Mechanically yes, but the result will be poor. Cotton fibres are much shorter than wool (typically 25-35 mm vs 60-150 mm for wool), so teasel heads sized for wool over-engage cotton and rip the surface rather than raising it. Cotton flannel mills use wire card clothing with finer point density (350-500 ppsi vs 200-300 for wool) and lower swift pressure.

If you only have a woollen gig available, you can sometimes get usable cotton flannel by reducing swift-to-cylinder pressure to around 60% of the woollen setpoint and doubling the number of light passes. But for any production volume, dedicate a machine with cotton-spec card clothing.

Two things drift over a long run.

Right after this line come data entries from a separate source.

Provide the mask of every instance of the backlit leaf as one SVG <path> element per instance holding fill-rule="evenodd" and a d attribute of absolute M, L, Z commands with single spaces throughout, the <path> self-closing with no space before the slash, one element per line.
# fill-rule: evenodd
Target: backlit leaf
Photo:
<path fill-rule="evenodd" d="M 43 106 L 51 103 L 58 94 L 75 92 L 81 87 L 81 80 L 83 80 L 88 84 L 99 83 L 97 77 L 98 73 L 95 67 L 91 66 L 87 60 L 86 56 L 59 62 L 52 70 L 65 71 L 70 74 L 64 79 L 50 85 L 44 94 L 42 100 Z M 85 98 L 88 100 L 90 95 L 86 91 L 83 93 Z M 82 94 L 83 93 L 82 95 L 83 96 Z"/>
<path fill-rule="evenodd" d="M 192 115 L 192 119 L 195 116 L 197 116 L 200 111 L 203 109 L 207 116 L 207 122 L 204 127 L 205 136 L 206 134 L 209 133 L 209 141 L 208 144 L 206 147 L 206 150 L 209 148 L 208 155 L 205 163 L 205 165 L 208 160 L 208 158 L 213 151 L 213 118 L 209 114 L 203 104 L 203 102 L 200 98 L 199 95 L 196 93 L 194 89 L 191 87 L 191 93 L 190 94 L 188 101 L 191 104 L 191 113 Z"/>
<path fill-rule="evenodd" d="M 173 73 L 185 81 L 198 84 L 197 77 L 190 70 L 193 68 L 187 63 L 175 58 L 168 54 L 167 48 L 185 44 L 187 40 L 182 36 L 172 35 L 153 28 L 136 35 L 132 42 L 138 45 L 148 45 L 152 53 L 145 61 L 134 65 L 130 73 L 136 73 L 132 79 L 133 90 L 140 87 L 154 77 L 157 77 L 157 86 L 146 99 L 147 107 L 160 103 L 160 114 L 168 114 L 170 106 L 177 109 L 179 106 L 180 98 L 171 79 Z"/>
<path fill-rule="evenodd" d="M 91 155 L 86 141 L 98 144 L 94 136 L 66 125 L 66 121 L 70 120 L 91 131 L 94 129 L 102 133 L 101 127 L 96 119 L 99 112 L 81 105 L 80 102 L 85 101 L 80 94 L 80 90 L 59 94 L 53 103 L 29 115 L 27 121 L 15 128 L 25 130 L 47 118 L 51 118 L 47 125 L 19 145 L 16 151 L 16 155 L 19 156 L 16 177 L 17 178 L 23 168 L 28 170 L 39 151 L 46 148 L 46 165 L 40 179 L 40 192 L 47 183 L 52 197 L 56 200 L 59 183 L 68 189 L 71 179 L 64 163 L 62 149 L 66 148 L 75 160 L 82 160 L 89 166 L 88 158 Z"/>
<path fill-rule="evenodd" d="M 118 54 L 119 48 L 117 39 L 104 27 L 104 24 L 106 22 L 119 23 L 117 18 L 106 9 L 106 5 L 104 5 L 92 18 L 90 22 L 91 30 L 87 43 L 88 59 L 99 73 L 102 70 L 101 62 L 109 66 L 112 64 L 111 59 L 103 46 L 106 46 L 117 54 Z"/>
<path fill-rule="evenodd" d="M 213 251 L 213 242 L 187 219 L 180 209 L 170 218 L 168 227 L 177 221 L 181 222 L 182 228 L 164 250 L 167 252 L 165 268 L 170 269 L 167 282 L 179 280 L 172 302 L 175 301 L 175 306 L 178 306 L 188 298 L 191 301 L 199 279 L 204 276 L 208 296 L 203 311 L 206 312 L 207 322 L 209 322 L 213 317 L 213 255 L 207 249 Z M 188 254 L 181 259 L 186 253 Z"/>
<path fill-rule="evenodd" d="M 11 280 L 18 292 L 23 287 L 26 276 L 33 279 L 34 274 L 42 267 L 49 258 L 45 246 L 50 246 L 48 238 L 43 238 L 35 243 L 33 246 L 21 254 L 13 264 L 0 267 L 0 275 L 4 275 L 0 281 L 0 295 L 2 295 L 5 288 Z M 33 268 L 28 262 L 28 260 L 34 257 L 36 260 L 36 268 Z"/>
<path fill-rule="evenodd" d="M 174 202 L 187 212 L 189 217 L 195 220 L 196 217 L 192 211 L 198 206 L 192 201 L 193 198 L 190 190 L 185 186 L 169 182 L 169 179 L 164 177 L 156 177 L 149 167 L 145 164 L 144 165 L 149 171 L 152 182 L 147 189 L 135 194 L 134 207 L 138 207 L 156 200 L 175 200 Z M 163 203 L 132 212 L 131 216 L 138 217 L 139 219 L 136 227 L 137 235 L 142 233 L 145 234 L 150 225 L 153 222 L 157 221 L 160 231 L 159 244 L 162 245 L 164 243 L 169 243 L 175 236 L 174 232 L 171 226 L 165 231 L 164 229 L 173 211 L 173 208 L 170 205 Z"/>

First, teasel heads progressively lose barbs — by 300-500 m of cloth a fresh teasel set has dropped 5-10% of its raising effectiveness, which shows as a gradual nap thinning down the roll. Second, the stripping brush packs with shed fibre, and a loaded brush stops cleaning the cylinders properly so they start laying fibre rather than lifting it.

The fix is procedural: for premium runs, change teasel sets every 250 m and run the stripper at 1.5× swift speed rather than the default 1×. Mills doing high-spec billiard cloth often run two gigs in series so they can swap teasels on one machine while the other keeps producing.

There's no universal number — it depends on cloth weight and fibre type — but the working principle is to set pressure at the minimum that produces visible nap lift on a test strip. For 400-500 g/m² woollens, that's typically 15-25 N per cm of cylinder length. Going higher does not raise more nap; it just damages yarn.

Tune by raising pressure 10% at a time on a 2 m test piece, examining the back of the cloth between passes. The moment you see any thinning of the ground weave, back off two steps. That's your working setpoint, and it should be re-verified whenever you change cloth weight by more than 50 g/m².